With Almighty’s blessings, the family reached safely to Delhi. My grandfather was promoted to officer cadre and did his course at Mhow. Later, my two younger uncles and aunt were born. As my grandfather was transferred to various faraway places, my uncle and aunt were admitted to school hostels for uninterrupted education. Both my uncles joined the army as per the family traditions. My grandfather was recalled in 1962 after retirement.

The army traditions continued in my mother’s family with my brother joining the army and me getting married to an army officer. We became the fourth generation. My daughter was lucky to have played in the laps of her great grandparents and the glorious tradition continues with my daughter being married to an army officer. The fifth generation as I know of and my mother was every bit proud of it.

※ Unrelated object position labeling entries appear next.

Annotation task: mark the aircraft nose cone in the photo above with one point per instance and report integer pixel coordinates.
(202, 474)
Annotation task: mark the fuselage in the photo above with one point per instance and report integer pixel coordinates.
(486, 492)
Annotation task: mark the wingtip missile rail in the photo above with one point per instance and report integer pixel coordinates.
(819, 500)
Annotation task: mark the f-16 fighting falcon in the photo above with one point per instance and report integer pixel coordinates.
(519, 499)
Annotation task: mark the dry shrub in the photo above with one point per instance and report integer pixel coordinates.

We have seen all these family men in action and come home successfully to their families wherein the ladies have held the fort ably in their absence. In earlier times, the communication was so scarce, only via post, then came in telephones and now of course the mobile age at lightning speed. I still remember as a 5-year-old, when my Uncle was away in 1971, the way my grandmother waited for all news on the radio.
We are the lucky and fortunate ones to have experienced all these tough times and feel really grateful for our glorious family traditions.